Ud 4:9 Upasena Vaṅgantaputta (Upasena Vaṅgantaputta Sutta )

I have heard that on one occasion the Blessed One was staying near Rājagaha at the Bamboo Forest, the Squirrels’ Sanctuary. And on that occasion, when Ven. Upasena Vaṅgantaputta was alone in seclusion, this line of thinking appeared to his awareness: “What a gain, what a true gain it is for me that my teacher is the Blessed One, worthy and fully self-awakened; that I have gone forth from home to the homeless life in a well-taught Dhamma & Vinaya; that my companions in the holy life are virtuous and endowed with admirable qualities; that I have achieved culmination in terms of the precepts; that my mind is unified and well-concentrated; that I am an arahant, with effluents ended; that I have great power & great might. Fortunate has been my life; fortunate will be my death.”

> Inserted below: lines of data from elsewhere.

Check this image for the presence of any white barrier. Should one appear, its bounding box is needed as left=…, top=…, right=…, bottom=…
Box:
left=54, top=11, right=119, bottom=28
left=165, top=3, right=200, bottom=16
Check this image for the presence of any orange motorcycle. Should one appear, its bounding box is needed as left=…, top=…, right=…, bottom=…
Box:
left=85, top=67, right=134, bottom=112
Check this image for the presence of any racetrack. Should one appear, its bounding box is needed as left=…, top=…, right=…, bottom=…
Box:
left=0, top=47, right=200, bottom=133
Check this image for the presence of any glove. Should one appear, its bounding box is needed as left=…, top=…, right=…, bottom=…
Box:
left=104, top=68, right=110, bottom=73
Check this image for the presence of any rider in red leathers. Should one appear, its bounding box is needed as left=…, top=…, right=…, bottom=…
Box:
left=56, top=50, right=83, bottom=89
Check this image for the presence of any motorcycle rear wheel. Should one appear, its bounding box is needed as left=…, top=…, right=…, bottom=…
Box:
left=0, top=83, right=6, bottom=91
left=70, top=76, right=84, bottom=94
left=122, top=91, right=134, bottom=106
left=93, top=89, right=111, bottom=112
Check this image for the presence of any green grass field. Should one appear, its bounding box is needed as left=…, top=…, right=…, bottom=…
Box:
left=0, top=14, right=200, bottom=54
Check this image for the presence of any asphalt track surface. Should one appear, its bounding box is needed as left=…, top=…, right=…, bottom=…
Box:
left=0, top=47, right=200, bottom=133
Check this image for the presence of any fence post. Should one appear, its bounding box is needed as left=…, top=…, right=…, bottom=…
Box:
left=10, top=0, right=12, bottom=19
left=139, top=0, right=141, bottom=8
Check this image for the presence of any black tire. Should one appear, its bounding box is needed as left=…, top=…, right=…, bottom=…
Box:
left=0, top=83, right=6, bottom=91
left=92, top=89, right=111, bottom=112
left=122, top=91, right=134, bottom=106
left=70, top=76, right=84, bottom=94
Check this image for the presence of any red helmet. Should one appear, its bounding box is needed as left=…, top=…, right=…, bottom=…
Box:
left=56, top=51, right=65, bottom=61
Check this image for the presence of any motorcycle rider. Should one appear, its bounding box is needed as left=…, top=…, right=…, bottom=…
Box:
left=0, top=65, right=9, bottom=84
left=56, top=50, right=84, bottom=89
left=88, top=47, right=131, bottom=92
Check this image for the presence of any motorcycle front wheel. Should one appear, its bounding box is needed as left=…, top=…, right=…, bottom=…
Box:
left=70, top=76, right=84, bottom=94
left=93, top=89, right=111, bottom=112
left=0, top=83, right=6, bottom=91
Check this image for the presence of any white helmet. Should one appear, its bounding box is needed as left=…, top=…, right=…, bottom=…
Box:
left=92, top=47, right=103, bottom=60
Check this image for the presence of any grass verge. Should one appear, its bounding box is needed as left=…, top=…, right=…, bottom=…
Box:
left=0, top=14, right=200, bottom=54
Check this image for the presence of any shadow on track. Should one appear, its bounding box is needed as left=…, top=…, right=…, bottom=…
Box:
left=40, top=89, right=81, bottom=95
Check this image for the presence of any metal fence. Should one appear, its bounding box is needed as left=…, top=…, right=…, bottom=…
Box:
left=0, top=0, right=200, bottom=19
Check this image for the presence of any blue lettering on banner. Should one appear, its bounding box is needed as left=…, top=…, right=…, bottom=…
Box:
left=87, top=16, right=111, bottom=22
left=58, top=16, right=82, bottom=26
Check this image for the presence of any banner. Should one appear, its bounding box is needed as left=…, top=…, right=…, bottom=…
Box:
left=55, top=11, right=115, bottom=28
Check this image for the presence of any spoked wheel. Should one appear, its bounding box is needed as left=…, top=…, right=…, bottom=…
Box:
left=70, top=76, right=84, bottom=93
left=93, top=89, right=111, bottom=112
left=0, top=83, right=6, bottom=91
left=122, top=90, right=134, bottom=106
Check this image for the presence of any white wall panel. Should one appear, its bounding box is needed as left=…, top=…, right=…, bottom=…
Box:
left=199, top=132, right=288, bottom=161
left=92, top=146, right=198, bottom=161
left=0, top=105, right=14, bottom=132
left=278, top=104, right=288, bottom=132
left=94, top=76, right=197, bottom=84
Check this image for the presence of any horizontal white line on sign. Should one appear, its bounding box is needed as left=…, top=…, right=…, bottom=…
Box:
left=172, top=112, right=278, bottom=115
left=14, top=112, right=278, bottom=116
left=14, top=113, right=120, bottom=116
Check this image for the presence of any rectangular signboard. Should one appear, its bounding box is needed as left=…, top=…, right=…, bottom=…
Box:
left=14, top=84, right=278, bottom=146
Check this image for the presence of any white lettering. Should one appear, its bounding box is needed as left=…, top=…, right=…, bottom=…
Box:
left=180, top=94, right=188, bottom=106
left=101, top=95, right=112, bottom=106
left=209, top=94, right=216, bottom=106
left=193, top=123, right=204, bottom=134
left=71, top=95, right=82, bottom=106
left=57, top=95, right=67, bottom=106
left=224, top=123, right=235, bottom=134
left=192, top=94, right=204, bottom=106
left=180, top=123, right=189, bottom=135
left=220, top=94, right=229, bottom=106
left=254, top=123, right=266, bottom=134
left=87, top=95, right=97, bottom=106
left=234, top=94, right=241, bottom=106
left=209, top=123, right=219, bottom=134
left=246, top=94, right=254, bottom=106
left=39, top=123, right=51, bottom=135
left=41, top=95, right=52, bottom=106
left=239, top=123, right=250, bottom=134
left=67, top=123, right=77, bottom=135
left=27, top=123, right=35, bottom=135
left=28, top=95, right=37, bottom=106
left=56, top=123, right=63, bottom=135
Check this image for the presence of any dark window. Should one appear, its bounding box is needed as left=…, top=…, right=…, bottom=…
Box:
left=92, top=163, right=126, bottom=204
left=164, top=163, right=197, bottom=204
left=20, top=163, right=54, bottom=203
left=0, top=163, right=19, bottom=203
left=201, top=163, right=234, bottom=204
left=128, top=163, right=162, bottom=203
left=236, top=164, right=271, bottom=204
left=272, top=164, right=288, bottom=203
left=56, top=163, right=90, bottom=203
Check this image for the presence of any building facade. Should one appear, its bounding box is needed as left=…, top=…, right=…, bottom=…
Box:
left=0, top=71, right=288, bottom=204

Then the Blessed One, comprehending with his awareness the line of thinking that had appeared to Ven. Upasena Vaṅgantaputta’s awareness, on that occasion exclaimed:

He doesn’t regret

what life has been,

doesn’t grieve

at death,

if–enlightened1

he has seen that state.

He doesn’t grieve

in the midst of grief.

For one who has crushed

craving for becoming–

the monk of peaceful mind–

birth & the wandering on

are totally ended.

He has no further becoming.2

Notes

1. Enlightened (dhīra): Throughout this translation I have rendered buddha as “awakened,” and dhīra as “enlightened.” As Jan Gonda points out in his book, The Vision of the Vedic Poets, the word dhīra was used in Vedic and Buddhist poetry to mean a person who has the heightened powers of mental vision needed to perceive the “light” of the underlying principles of the cosmos, together with the expertise to implement those principles in the affairs of life and to reveal them to others. A person enlightened in this sense may also be awakened, but is not necessarily so.

2. This last verse is identical with a verse in Sn 3:12 (verse 746 in the PTS edition).